Hushpuppy, em paralelo com os acontecimentos ao seu redor, vive em sua fantasia um crescente confronto com os Auroques, animais selvagens ancestrais do gado doméstico, difíceis de serem domados e que são apresentados pela professora como animais tão ferozes que conseguiam se alimentar de bebês e matar os homens das cavernas por eles serem pequenos e fracos. No momento em que a relação entre ela e seu pai começa a ficar conflituosa, em sua cabeça tudo está ruindo como as calotas polares, liberando os Auroques, numa metáfora ao amadurecimento precoce e a conquista de força e coragem pela qual terá que passar. Ela também descobre no decorrer de seu amadurecimento que os animais selvagens conseguem sentir o cheiro de corações fracos, dos quais eles se alimentam. Mas sua personagem se torna tão forte e grandiosa no decorrer do filme que uma das sequências finais, quando em sua imaginação ela fica frente a frente com um Auroque, toda essa condição poética que se desenvolve durante o filme se concluí numa cena belíssima e emocionante, intensificados por uma trilha sonora simples, inocente e motivadora, tal qual a personagem.

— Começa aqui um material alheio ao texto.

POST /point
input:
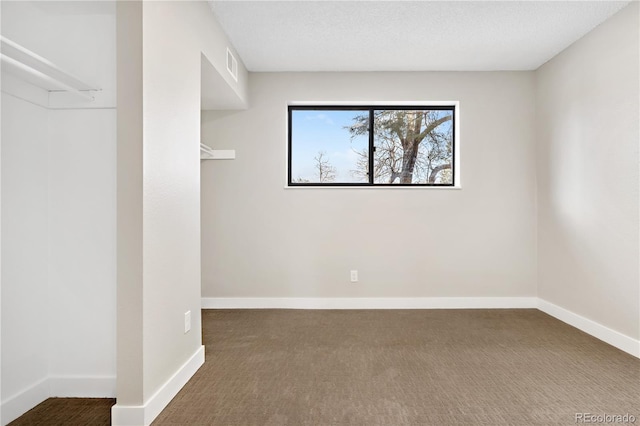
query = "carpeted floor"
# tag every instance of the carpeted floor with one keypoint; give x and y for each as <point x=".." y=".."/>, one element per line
<point x="398" y="367"/>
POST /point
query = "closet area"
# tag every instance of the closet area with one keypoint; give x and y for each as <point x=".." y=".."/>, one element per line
<point x="58" y="175"/>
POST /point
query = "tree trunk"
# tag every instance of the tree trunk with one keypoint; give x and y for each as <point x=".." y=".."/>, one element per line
<point x="436" y="170"/>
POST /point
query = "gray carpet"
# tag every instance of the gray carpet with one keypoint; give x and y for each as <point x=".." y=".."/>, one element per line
<point x="401" y="367"/>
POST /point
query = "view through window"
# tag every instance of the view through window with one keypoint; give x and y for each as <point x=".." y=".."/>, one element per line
<point x="362" y="145"/>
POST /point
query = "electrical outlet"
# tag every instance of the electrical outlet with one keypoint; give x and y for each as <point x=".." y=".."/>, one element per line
<point x="187" y="322"/>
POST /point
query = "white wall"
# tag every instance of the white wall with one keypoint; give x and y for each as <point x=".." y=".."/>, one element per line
<point x="588" y="176"/>
<point x="261" y="240"/>
<point x="58" y="176"/>
<point x="82" y="240"/>
<point x="159" y="197"/>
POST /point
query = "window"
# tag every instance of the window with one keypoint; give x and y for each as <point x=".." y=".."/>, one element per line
<point x="371" y="146"/>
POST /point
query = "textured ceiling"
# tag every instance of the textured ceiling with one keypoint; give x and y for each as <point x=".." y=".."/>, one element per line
<point x="405" y="35"/>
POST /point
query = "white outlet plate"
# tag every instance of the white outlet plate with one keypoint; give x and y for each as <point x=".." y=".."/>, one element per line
<point x="187" y="321"/>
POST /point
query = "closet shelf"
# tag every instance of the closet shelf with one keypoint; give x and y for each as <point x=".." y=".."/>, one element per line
<point x="41" y="72"/>
<point x="208" y="153"/>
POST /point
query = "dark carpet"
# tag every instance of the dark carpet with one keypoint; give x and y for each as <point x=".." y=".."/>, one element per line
<point x="68" y="412"/>
<point x="390" y="367"/>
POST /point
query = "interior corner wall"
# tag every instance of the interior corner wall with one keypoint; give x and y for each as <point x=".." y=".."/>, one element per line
<point x="25" y="307"/>
<point x="159" y="193"/>
<point x="260" y="240"/>
<point x="58" y="218"/>
<point x="588" y="176"/>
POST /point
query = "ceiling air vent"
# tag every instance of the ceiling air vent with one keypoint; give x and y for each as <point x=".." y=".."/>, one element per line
<point x="232" y="65"/>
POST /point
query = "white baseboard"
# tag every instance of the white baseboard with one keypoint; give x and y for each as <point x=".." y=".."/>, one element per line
<point x="368" y="302"/>
<point x="17" y="405"/>
<point x="597" y="330"/>
<point x="82" y="387"/>
<point x="143" y="415"/>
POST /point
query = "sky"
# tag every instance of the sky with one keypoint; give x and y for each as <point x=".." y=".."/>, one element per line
<point x="324" y="130"/>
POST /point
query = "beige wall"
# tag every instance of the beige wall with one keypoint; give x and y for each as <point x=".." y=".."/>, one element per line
<point x="159" y="196"/>
<point x="588" y="137"/>
<point x="261" y="240"/>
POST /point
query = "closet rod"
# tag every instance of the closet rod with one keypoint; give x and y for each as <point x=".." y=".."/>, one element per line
<point x="39" y="74"/>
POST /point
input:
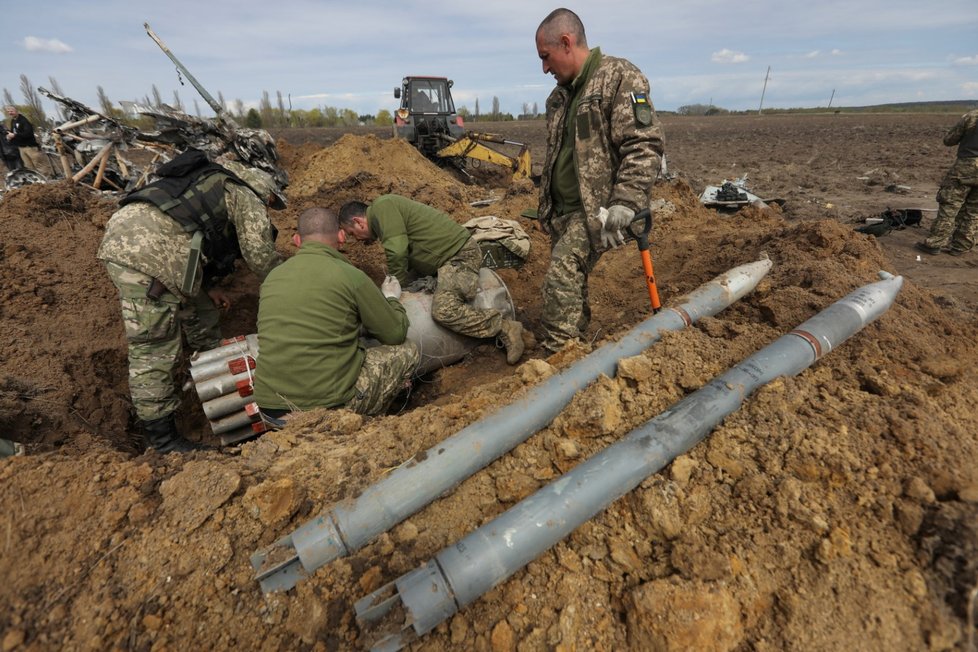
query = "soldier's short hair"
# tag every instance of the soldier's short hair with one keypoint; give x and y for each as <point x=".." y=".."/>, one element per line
<point x="317" y="221"/>
<point x="562" y="21"/>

A atriz mirim estreante, Quvenzhané Wallis, que por sinal é uma moradora local de Montegut (bem como a maioria do elenco), é o destaque de todo o filme, não apenas pelo fato de ser a atriz principal, mas pela seriedade com que ela desempenha o papel com apenas cinco anos de idade, numa sensibilidade incomum e tão realista que é impossível não se sensibilizar.

Muito bem recebido pela crítica e pelo público, ele foi um dos grandes destaques em premiações como Cannes e Sundance. Tem se tornado um dos favoritos para a temporada de premiações 2013, que começou com as indicações ao Independent Spirit Awards, no qual o filme está concorrendo nas categorias de Melhor Filme, Melhor Diretor, Fotografia e, obviamente, Melhor Atriz. Há uma grande campanha para que ele seja lembrado em premiações mais comerciais como Globo de Ouro e Oscar, e talvez seja bem sucedido, já que que o filme teve um orçamento de apenas US$1.8 milhões (fundos dos quais, segundo o diretor, foram de grande dificuldade conseguir) e uma estréia bastante limitada em Julho (apenas 4 cinemas), mas já arrecadou até o momento mais de US$11 milhões, além de estar emocionando muita gente.

CONCLUSÃO...
Muito poético e sensível, um dos grandes filmes independentes do ano. Emocionante e motivador através de uma cultura sulista norte-americana que não é vista com frequência. Atuações fantásticas, com destaque para a atriz mirim estreiante, além de roteiro e direção que souberam manter um realismo em um equilíbrio entre o ponto de vista observador e o ativo.